Although, the main point that was being stressed in that particular question dealt with whether or not those polled gave a big whoop whether or not they wanted a bi-partisan effort or a plan even without Republican support.

Now on the general question, without getting into the statistical outcomes, how have the various polling outfits been framing the overall issue whether a person supports or opposes the ongoing efforts?

Following is a list at Pollster.com of various polling outfits and their framing of the question as to whether of not those polled "favor" or "oppose" the ongoing efforts with the health care reform plans :

Question Text:


Democracy CorpsAs you may have heard, President Obama is preparing a plan to change the health care system. From what you have heard about this plan, do you favor or oppose Obama's health care proposal?

Pew

As of right now, do you generally favor or generally oppose the health care proposals being discussed in Congress?

NBC / WSJ

From what you have heard about Barack Obama's health care plan, do you think his plan is a good idea or a bad idea? If you do not have an opinion either way, please just say so.

Rasmussen

Generally speaking, do you strongly favor, somewhat favor, somewhat oppose or strongly oppose the health care reform plan proposed by President Obama and the congressional Democrats?

NPR

As you may have heard, President Obama and the Democrats in Congress are preparing a plan to change the health care system. From what you have heard about this plan, do you favor or oppose Obama and the Democrats' health care proposal?

Fox

Based on what you know about the health care reform legislation being considered right now, do you favor or oppose the plan?

CNN

From everything you have heard or read so far, do you favor or oppose Barack Obama's plan to reform health care?

PPP

Do you support or oppose President Obama's health care plan, or do you not have an opinion?
ABC/Post
Overall, given what you know about them, would you say you support or oppose the proposed changes to the health care system being developed by Congress and the Obama administration? Do you feel that way strongly or somewhat?

Ipsos/
McClatchy

As of right now, do you favor or oppose the healthcare reform proposals presently being discussed?

YouGov

Overall, given what you know about them, do you support or oppose the proposed changes to the health care system being developed by Congress and the Obama administration?

Public Opinion
Strategies

From what you have heard about Barack Obama's health care plan, do you think his plan is a good idea or a bad idea? If you do not have an opinion either way, please just say so.


AP-GfK

In general, do you support, oppose or neither support nor oppose the health care reform plans being discussed in Congress?

Harris

Even if you don't know the details of his plan, how do you feel about President Obama's proposals for health care reform?

OnMessage

Do you favor or pppose the current health care legislation being pushed by President Obama and the Democrats in Congress?


Bloomberg


In general, do you favor or oppose President Obama's plan for health care reform?

CBS/Times

Do you mostly support or mostly oppose the changes to the health care system proposed by Barack Obama, or don't you know enough about them yet to say?
Gallup
Thinking about health care legislation now being considered by Congress, would you advise your member of Congress to vote for or against a healthcare bill this year, or do you not have an opinion?
AllState / National Journal
And, on the topic of health care, as you understand it, do you support or oppose the current legislation to reform health care in the U.S.

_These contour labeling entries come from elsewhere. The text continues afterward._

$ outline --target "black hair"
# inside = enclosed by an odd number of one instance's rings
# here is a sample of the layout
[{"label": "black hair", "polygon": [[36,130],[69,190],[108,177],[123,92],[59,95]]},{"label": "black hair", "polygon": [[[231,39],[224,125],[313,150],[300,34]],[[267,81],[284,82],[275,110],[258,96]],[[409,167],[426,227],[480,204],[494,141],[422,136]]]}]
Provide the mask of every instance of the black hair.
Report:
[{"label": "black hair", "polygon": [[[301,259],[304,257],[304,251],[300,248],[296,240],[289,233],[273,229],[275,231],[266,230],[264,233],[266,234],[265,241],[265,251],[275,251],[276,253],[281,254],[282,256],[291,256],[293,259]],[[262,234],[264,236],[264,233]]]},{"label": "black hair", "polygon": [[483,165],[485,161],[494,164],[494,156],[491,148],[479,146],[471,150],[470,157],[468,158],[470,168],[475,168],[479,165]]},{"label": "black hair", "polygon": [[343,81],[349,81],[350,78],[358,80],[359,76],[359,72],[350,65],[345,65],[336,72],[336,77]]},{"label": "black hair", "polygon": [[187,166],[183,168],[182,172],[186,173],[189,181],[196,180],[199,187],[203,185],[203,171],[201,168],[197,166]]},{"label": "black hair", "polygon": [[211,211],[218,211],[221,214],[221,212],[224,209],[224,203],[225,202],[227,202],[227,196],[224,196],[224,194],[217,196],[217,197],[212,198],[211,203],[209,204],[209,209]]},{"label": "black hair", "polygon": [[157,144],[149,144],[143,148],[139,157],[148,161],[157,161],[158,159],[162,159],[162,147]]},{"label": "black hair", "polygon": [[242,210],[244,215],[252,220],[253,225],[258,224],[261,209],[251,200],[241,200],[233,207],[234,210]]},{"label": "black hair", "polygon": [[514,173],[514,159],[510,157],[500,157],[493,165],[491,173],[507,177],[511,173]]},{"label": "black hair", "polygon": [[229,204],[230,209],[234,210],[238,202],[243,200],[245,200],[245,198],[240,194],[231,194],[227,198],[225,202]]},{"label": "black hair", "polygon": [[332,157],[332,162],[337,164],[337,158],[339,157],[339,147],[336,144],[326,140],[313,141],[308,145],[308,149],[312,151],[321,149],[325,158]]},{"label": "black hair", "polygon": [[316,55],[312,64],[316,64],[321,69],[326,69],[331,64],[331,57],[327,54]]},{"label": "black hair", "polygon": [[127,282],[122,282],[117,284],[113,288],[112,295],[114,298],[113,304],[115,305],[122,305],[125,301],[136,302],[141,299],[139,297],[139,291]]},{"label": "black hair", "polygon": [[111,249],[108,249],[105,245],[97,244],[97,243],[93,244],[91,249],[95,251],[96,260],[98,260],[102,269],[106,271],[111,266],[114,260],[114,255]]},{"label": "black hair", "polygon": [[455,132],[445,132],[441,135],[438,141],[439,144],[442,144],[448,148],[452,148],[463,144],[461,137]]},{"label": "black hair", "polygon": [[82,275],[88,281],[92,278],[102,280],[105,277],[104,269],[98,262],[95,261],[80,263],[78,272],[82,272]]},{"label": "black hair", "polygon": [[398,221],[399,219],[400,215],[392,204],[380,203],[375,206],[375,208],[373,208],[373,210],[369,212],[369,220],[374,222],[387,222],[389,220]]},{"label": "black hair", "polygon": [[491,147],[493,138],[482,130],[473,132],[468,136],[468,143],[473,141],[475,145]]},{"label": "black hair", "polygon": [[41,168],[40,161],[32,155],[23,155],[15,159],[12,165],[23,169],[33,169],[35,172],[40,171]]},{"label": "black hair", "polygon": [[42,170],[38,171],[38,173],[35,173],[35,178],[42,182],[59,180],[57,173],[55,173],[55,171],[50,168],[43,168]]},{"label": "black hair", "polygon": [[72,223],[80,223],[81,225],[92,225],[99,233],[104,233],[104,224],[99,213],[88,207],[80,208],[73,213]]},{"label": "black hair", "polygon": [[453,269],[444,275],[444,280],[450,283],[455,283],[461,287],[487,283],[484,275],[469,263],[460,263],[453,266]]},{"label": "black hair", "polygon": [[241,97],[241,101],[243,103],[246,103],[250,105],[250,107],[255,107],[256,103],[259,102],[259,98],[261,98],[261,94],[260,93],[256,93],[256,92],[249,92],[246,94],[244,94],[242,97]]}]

http://www.pollster.com/polls/us/healthplan.php


I think the Harris question is the one that takes the cake: "Even if you don't know the details of his plan, how do you feel about President Obama's proposals for health care reform?"

Overall, it's quite obvious that these outfits are all over the map when framing their question.

In twenty-five (25) words or less, try and frame the question . . .


~OGD~

 

Interestingly Worded Poll From WaPo on the Public Option



 image  Hmmmm . . .


I haven't heard this type of framing of the question before in any poll . . .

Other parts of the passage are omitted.